Full example in a Hugging Face Space
It’s also possible to have a take a look at the final application on Hugging Face Space. The client app was developed with Gradio while the server runs with Uvicorn and was developed with FastAPI.
The method is as follows:
- User generates a brand new private/public key
- User types a message that shall be encoded, quantized, and encrypted
- Server receives the encrypted data and starts the prediction over encrypted data, using the general public evaluation key
- Server sends back the encrypted predictions and the client can decrypt them using his private key
Conclusion
We’ve got presented a approach to leverage the ability of transformers where the representation is then used to:
- train a machine learning model to categorise tweets, and
- predict over encrypted data using this model with FHE.

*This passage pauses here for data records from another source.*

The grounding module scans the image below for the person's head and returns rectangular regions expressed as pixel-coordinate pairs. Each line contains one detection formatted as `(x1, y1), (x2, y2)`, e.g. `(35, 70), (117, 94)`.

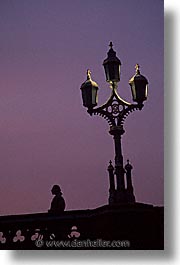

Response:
(51, 185), (61, 195)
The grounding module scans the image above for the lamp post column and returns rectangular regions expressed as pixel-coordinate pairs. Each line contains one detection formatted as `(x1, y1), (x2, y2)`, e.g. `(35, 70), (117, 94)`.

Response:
(109, 126), (125, 202)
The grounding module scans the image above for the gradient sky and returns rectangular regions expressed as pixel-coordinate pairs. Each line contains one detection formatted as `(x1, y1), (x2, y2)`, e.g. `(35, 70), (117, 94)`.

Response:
(0, 0), (164, 215)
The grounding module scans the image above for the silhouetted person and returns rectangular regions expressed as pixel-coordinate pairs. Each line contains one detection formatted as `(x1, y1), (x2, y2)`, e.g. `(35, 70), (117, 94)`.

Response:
(48, 185), (65, 214)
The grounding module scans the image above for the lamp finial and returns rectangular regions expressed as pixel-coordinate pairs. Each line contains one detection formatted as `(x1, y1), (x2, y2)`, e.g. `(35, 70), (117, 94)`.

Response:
(135, 63), (140, 75)
(109, 41), (113, 49)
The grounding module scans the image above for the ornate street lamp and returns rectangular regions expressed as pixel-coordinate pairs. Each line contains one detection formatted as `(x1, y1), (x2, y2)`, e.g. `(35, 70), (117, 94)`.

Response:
(81, 42), (148, 204)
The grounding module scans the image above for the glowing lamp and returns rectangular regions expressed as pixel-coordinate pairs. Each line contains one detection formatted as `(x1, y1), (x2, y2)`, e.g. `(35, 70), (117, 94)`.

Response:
(81, 70), (98, 109)
(129, 64), (148, 105)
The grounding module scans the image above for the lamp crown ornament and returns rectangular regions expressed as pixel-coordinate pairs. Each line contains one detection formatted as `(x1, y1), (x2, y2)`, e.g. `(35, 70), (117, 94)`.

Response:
(81, 41), (148, 204)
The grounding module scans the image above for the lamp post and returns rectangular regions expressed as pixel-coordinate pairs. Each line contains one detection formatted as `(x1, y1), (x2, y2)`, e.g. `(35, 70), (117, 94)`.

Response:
(81, 42), (148, 204)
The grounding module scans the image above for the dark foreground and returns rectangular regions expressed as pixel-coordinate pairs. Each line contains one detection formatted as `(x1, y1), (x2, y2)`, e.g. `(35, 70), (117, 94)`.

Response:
(0, 203), (164, 250)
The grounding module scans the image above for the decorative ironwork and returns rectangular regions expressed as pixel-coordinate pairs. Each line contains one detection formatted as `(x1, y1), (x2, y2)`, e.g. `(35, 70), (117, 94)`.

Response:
(88, 83), (143, 127)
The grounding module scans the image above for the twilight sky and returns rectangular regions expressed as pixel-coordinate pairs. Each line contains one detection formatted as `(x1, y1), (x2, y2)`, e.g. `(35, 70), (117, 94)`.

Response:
(0, 0), (164, 215)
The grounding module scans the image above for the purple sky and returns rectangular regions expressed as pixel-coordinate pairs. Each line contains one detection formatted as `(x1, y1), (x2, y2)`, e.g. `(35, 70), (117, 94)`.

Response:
(0, 0), (164, 215)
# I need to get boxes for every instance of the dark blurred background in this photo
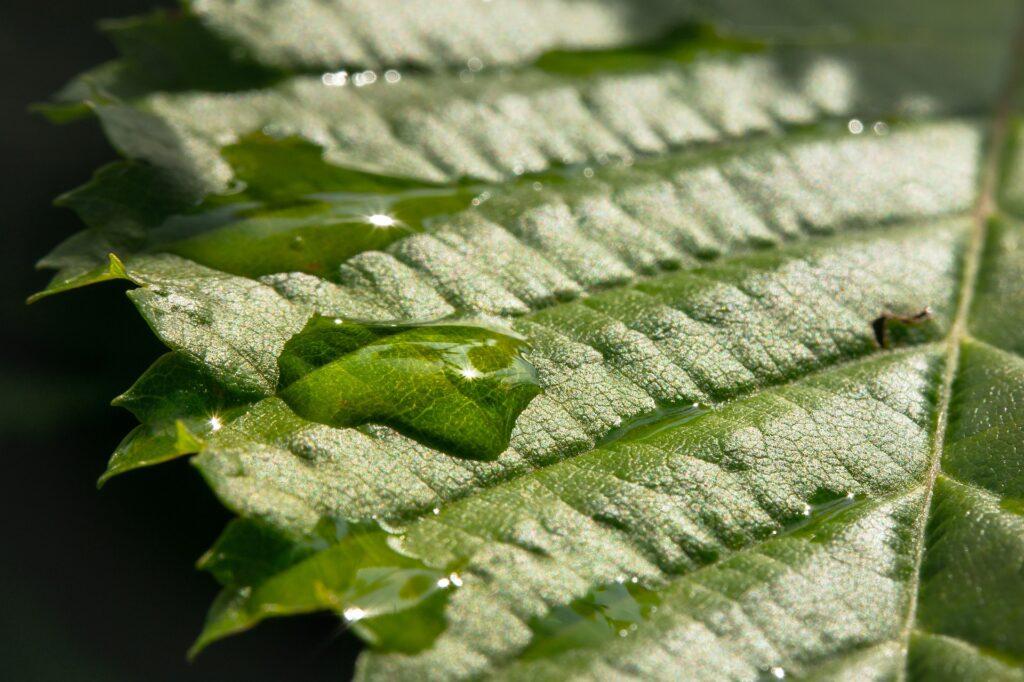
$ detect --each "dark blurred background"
[0,0,358,680]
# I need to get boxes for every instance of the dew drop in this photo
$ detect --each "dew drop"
[341,606,367,623]
[321,71,348,88]
[367,213,398,227]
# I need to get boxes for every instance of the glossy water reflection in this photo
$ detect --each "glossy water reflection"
[279,317,541,459]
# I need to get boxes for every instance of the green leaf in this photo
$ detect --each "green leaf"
[279,317,541,458]
[36,0,1024,680]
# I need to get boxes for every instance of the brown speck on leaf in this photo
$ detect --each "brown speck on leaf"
[871,306,932,348]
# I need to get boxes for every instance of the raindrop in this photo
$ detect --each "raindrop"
[341,606,367,623]
[367,213,398,227]
[321,71,350,88]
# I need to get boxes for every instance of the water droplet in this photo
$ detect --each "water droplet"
[367,213,398,227]
[352,71,377,88]
[321,71,348,88]
[341,606,367,623]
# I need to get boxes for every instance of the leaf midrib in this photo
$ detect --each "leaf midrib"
[899,15,1024,681]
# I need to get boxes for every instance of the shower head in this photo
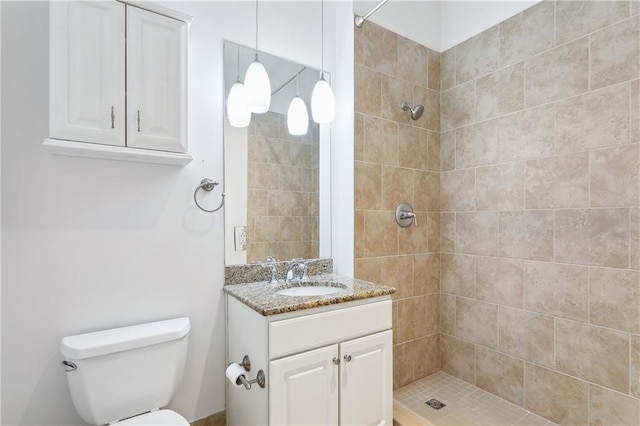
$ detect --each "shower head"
[401,101,424,120]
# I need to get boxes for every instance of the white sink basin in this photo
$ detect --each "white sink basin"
[276,284,346,296]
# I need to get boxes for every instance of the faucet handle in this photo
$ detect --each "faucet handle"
[300,262,309,281]
[262,262,278,285]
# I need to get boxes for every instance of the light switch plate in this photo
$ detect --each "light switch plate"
[233,226,247,251]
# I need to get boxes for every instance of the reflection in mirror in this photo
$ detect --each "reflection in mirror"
[224,42,330,265]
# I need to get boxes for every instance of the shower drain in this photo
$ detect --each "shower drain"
[425,398,447,410]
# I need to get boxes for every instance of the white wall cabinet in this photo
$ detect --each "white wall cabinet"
[49,1,125,146]
[227,295,393,425]
[44,0,191,164]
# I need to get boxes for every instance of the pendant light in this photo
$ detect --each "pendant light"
[227,46,251,127]
[287,76,309,136]
[244,0,271,113]
[311,0,336,124]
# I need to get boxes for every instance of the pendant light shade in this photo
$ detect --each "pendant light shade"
[244,57,271,114]
[311,77,336,124]
[311,0,336,124]
[287,96,309,136]
[227,82,251,127]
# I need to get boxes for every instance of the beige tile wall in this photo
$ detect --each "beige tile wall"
[247,112,319,262]
[355,1,640,425]
[355,22,442,387]
[440,1,640,425]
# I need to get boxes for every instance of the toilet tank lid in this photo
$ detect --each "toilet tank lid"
[60,317,191,359]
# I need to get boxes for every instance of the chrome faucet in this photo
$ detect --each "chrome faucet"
[262,256,278,285]
[285,259,309,284]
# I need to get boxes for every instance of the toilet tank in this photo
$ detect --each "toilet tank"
[60,317,191,425]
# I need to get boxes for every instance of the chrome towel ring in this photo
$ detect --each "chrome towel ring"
[193,178,224,213]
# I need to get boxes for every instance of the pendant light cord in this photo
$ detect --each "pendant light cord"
[320,0,324,80]
[236,45,240,83]
[256,0,258,61]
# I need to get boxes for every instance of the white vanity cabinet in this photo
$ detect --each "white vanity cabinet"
[44,0,191,164]
[227,295,393,425]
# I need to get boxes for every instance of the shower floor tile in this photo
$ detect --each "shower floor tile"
[393,371,557,426]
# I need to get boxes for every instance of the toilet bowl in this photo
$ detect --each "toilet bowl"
[115,410,189,426]
[60,317,191,426]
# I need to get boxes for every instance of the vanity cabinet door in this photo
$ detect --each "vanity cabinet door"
[49,1,125,146]
[127,6,187,152]
[340,330,393,425]
[269,344,339,425]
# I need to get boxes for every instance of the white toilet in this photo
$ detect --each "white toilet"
[60,317,191,426]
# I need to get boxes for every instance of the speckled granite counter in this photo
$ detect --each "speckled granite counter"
[224,274,396,316]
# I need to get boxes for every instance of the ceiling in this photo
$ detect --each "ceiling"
[353,0,540,52]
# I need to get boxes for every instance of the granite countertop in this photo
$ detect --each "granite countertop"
[224,274,396,316]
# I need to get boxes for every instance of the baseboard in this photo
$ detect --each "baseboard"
[191,411,227,426]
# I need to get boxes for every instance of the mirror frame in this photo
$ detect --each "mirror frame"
[222,40,332,266]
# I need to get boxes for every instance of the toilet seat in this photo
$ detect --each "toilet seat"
[114,410,189,426]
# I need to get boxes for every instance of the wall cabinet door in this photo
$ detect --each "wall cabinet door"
[127,7,187,152]
[49,1,125,146]
[268,345,339,425]
[340,330,393,425]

The ultimate model (Transformer representation + XGboost) has a final accuracy of 85%, which is above the transformer itself with 80% accuracy (please see this notebook for the comparisons).
The FHE execution time per example is 4.4 seconds on a 16 cores cpu.
The files for deployment are used for a sentiment evaluation app that enables a client to request sentiment evaluation predictions from a server while keeping its data encrypted all along the chain of communication.
Concrete-ML (Remember to star us on Github ⭐️💛) allows straightforward ML model constructing and conversion to the FHE comparable to give you the chance to predict over encrypted data.
Hope you enjoyed this post and tell us your thoughts/feedback!
And special because of Abubakar Abid for his previous advice on how one can construct our first Hugging Face Space!